- Theatrical release poster
- Directed by: Durai Balasundaram
- Written by: K. P. Arivanandam
- Produced by: Santhi Balasundaram
- Starring: P. Samuthirakani; Archana Kanthan; Sandhya Sree;
- Cinematography: Mohan Prasanth
- Edited by: B. Lenin
- Music by: Sadanandam & Baranidharan
- Production company: Thamizharasan Theaters
- Distributed by: Viyasbarat Films
- Release date: 8 August 2025;
- Country: India
- Language: Tamil

= Raagu Kethu =

Indian Tamil-language film

Raagu Kethu is a 2025 Indian Tamil-language film written and directed by Durai Balasundaram. The film stars P. Samuthirakani, Archana Kanthan, and Sandhya Sree in the lead roles.
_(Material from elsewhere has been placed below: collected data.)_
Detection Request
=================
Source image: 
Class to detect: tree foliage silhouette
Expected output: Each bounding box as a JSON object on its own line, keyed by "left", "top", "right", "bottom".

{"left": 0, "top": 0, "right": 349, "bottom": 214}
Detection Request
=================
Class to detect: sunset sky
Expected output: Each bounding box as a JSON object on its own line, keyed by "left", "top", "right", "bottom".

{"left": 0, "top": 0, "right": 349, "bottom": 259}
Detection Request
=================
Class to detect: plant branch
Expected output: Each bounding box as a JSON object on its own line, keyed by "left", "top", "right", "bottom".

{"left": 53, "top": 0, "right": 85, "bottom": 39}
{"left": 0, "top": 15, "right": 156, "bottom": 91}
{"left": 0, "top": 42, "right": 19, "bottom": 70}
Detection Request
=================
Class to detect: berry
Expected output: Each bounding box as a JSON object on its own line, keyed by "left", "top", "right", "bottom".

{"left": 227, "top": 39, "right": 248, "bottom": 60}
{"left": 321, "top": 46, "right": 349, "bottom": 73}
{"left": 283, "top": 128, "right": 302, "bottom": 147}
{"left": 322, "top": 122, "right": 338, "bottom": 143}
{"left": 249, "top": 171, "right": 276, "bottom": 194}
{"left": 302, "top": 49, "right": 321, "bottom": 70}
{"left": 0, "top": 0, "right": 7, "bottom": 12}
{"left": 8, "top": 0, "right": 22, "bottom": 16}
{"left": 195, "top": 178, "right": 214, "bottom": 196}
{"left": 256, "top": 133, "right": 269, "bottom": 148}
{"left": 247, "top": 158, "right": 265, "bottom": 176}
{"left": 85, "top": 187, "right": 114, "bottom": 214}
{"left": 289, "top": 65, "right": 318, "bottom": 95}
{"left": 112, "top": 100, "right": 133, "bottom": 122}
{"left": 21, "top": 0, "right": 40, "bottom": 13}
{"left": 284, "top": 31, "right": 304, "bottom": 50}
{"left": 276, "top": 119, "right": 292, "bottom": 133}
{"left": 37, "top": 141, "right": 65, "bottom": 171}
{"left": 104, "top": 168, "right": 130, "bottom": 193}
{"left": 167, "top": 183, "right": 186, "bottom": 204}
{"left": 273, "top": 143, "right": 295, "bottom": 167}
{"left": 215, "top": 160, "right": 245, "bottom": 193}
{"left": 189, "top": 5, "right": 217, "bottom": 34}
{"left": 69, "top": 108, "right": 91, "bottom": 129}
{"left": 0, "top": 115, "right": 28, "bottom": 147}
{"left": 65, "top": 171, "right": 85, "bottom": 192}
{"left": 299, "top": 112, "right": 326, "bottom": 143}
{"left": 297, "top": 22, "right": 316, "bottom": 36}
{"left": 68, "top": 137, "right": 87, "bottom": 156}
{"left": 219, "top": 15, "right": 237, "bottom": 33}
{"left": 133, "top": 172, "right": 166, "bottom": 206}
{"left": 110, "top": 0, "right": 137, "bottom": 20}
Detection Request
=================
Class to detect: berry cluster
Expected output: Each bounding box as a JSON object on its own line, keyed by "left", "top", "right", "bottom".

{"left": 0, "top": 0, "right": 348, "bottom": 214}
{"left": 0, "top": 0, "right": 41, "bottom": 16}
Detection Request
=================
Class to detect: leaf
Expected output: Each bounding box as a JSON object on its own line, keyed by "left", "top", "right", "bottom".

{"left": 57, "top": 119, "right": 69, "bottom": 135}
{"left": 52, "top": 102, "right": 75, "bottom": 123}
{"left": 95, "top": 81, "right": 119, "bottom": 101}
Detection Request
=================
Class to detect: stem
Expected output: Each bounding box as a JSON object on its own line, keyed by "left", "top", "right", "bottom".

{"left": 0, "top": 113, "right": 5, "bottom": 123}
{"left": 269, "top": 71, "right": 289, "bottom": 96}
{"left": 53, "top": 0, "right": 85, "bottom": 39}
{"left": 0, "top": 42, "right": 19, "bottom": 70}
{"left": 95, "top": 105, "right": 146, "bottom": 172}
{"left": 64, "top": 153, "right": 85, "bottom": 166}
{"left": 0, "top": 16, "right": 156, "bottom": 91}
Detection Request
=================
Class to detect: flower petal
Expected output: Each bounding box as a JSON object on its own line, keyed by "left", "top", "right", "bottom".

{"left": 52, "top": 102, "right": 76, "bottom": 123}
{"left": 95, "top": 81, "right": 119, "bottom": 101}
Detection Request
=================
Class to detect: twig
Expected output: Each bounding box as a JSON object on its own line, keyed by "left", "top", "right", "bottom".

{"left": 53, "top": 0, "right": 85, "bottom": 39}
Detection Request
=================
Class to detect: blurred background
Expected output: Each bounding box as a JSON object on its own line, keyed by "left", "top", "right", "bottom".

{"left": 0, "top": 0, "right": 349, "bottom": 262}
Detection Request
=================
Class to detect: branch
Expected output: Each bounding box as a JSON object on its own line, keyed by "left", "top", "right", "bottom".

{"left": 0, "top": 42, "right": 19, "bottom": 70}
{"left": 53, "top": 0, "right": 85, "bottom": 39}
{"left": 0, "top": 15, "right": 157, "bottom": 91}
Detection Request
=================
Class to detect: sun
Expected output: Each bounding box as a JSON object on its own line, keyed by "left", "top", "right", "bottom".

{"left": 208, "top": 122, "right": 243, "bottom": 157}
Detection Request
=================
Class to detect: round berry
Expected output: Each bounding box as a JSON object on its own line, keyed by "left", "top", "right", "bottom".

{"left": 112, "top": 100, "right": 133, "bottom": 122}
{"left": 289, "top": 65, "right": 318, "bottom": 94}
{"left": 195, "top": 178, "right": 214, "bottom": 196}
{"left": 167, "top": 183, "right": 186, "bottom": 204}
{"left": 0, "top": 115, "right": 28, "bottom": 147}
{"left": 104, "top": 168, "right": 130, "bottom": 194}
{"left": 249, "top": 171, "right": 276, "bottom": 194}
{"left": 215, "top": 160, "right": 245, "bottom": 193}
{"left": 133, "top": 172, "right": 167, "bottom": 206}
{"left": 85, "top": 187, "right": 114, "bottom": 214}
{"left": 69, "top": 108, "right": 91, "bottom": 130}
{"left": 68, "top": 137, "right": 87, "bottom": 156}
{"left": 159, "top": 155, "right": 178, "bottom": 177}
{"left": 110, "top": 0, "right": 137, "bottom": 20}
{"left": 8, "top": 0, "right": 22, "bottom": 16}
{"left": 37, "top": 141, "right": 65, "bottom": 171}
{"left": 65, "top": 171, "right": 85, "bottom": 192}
It is produced by Santhi Balasundaram under the banner of Thamizharasan Theaters.

== Cast ==

- P. Samuthirakani
- Archana Kanthan
- Sandhya Sree
- S.Anand
- Balasundaram
- Kasthuri

== Production ==
The film is written and directed by Durai Balasundaram, while the technical team consists of Mohan Prasanth as the cinematographer, B. Lenin as the editor, and Sadanandam and Baranidharan as the music director.

== Reception ==
Dina Thanthi critic wrote that "After many years, director Durai Balasundaram has made a full-length mythological story into a film in Tamil, targeting the month of Aadi."

Maalai Malar critic wrote that "They have given this Rahu Ketu film as a visual medium for the current generation of youth."

Dinakaran critic stated that "The film will appeal to spiritual lovers."